As she spoke, Elinor Wingate, who was just a tired girl in the circle of Mother Mayberry's strong arm, let her great dark eyes wander off across the meadow to where a dim rim of Harpeth Hills seemed to close in the valley. Her glance returned to the low, wing-spreading, brick farm-house, which, vine-covered, lilac-hedged and maple-shaded, seemed to nestle against the breast of Providence Nob, at whose foot clustered the little settlement of Providence and around whose side ran the old wilderness trail called Providence Road. And her face was soft with a light of utter contentment, for under that low-gabled roof she was finding strength to hope for the recovery of her lost treasure, without which life would seem a void. Then for a moment she looked down the village Road, across which the trees were casting long afternoon shadows and along which was flowing the tide of late afternoon social life. Women hung over the front gates to greet men in from the fields or from down the Road, girls laughed and chaffed one another or the blushing country boys, and the children played tag and hop-scotch back and forth along the way.
"It's all lovely," she said again with a contented little sigh. When she spoke softly there was not a trace of the burr in her voice and it was as sweet as a dove note.

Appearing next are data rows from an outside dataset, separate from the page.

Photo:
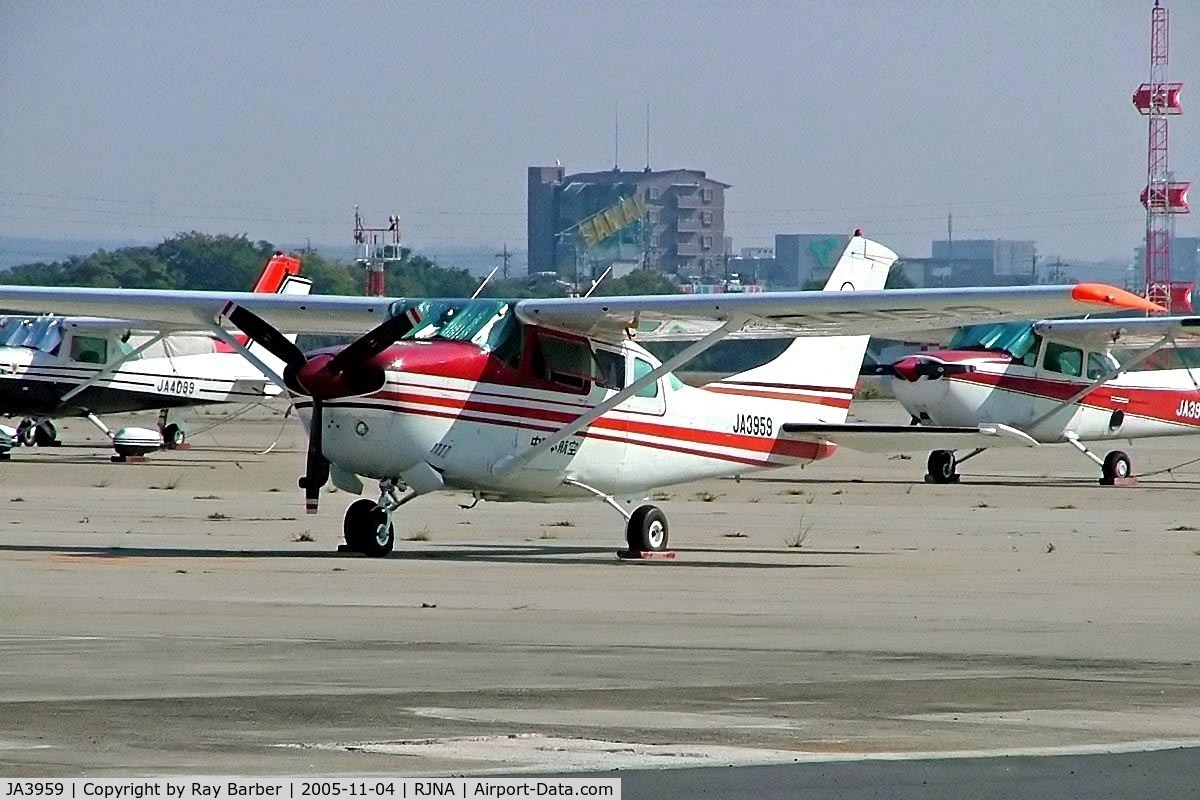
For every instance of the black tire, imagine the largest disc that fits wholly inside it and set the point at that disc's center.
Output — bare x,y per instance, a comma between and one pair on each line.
27,433
355,523
647,530
46,434
1116,465
367,529
173,437
942,467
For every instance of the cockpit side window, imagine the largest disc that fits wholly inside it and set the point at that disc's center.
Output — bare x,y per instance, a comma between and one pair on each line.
1062,359
1031,356
610,368
89,349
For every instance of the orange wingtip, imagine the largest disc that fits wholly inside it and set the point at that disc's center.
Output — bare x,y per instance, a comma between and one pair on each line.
1102,294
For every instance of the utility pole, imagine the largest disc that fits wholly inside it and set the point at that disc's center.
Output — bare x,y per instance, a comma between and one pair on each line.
505,257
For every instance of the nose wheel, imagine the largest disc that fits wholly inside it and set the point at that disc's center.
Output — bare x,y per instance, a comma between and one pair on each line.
647,530
367,529
1116,468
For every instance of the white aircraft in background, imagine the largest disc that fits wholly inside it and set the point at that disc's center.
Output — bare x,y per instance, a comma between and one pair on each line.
1056,382
52,367
556,400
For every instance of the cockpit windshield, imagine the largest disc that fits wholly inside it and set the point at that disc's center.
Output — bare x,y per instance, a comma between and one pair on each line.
1014,338
42,334
489,324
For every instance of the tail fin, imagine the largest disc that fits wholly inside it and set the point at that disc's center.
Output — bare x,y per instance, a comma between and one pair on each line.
829,364
280,276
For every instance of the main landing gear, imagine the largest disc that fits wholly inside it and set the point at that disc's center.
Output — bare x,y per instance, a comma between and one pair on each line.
943,465
1116,468
646,530
367,524
646,527
41,433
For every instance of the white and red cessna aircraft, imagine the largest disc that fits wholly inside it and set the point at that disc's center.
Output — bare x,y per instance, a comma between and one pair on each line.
52,367
547,400
1056,382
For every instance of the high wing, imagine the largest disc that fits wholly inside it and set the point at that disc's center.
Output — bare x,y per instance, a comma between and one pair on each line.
191,311
822,313
1134,331
869,437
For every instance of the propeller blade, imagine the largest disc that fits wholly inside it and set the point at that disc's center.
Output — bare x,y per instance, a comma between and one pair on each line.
262,332
373,342
317,468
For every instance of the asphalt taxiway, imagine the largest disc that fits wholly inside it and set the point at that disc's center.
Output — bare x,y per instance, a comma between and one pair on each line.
184,615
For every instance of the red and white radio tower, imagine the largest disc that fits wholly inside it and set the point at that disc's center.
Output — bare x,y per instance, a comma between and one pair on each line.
1158,100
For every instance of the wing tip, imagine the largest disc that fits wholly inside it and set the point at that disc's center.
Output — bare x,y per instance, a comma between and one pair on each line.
1102,294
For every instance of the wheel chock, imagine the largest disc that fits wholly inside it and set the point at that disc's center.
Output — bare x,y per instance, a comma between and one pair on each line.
645,555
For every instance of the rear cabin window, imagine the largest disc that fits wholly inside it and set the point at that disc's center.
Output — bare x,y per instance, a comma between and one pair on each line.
643,367
89,349
565,361
1098,366
610,370
1062,359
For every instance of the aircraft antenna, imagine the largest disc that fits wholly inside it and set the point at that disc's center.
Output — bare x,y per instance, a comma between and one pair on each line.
647,137
616,137
1163,197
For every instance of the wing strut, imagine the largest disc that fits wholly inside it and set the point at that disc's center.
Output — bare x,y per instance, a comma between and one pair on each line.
109,368
240,349
507,464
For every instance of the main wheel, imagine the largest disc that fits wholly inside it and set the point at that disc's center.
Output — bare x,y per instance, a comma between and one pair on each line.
27,433
647,530
173,437
1116,465
941,465
46,434
367,529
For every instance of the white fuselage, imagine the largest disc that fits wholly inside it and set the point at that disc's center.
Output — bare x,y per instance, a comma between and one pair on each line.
999,390
466,427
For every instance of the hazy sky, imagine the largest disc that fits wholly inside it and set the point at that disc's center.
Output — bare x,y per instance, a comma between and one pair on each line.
126,119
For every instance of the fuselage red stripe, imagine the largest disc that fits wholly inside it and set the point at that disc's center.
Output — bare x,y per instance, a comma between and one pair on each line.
817,400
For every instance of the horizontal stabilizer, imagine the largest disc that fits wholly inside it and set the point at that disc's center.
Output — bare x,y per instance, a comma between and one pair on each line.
869,437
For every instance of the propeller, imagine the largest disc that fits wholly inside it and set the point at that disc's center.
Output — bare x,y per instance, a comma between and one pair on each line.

"Days like these we had oughter take the world as a new gift from God," said Mother musingly. "It were a day like this I come with Doctor Mayberry along the Road to Providence to live, and stopped right at this gate under this very maple tree, thirty-five years ago; and thirty of 'em have I lived lonesome without him. I had a baby at my breast and Tom by my knee when he went away from us, and I know now it was the call laid on me to take up his work that saved me. When I got back from the funeral and had laid the baby on the bed Mis' Jim Petway come a-running up the road crying that Ellen, her youngest child, were a-choking to death with croup. I never had a thought but to take his saddle-bags and follow her, and somehow the good Lord guided my hand amongst his medicines, and with what I had learned from him and Pa I fought a good fight and saved the little thing's life, though it took the night to do it. And in one of them dark hours a sister-to-woman sense was born in me what I ain't never lost. A neighbor took Tom and they brought my baby to me and I stayed by Mis' Petway until they weren't no more danger. Next day it were Squire Tutt's first wife tooken down with the fever and not the week passed before that very Sam Mosbey were borned. We was too poor to have a doctor come and live here and they was a doctor over to Springfield took up my husband's county practice, so I jest naturally had to do the healing myself, only a-sending for him in the worst cases. They was a heap of teethers that summer and it kept me busy looking after 'em. I expect I made mistakes but I kept up me and the patients' courage by sympathizing and heartening. It didn't cost nobody nothing and we wasn't so prosperous then that it wasn't a help for me to do the doctoring when I could, and I mostly were able. I were glad of the work and did it with a thankful mind; not as they wasn't times when I felt sick at heart, and in danger of questioning why, but I tried to steady myself with prayer until I could find the Everlasting Arm to lean on that is always held out to the widow and the fatherless. And so a-leaning I have got me and Tom Mayberry along until now."
"And the whole rest of the world leaning on you," said the lovely lady as she drew nearer and caught Mother Mayberry's strong hand in her own slender fingers.